Ductal cells of salivary glands were obtained from submandibular salivary glands of 11 female Wistar rats killed under anesthetic. Next, the submandibular salivary gland tissue was isolated using a scalpel. The tissue was placed in 1% trypsin at 37oC for 2-3 hours for enzymatic isolation of the epithelial part from the mesenchymal. Then, the isolated tissue was washed with PBS and exposed to 1% collagenase at 37oC for 3 hours. As a result, the cells were isolated.
In the next step, it was filtered by 70 mm nylon mesh. Afterwards, it was centrifuged at 2,000 rpm for 15 minutes, and re-washed using PBS. The obtained cells were transferred to a 24-well plate containing 0.5 mm DMEM with 1% antibacterial X100 (containing penicillin-streptomycin), 10% FCS, and 1% glutamine. They were incubated at 37oC, with 5% CO2 and 95% humidity. The cells were kept for a week to achieve the desired accumulation, with culture medium replaced every 72 hours.

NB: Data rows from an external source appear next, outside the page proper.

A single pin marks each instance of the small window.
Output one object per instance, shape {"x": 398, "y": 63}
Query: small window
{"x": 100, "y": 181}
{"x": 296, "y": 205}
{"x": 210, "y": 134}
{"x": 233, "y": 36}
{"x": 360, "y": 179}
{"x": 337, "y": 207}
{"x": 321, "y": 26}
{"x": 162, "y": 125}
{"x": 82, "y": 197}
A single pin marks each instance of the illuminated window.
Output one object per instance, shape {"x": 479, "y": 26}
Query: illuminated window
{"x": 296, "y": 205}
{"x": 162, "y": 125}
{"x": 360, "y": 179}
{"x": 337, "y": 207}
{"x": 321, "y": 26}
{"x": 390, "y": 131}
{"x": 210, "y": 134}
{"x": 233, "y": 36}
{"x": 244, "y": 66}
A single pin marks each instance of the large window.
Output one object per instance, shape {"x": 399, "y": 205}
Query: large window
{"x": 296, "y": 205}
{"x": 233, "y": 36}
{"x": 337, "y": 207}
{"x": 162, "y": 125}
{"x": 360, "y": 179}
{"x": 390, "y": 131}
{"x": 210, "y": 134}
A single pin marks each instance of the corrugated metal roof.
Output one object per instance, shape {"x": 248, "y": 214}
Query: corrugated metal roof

After third sub-culture (passage), the stem cells were transferred to a 6-well insert culture plate at 1 × 106 cell/ml density containing 2 ml of DMEM with 10% FBS. Then, salivary gland tissue cells were placed in insert culture plates at 1 × 105 density, in the second sub-culture. After 24 hours of contiguity, keratinocyte growth factor (KGF) was added to the salivary gland cells’ environment. The environment was changed every 72 hours. The cells were counted using neobar lam (HBG, Germany), and the stem cells were treated with a differentiation environment for 21 days. The environment was changed every 72 hours.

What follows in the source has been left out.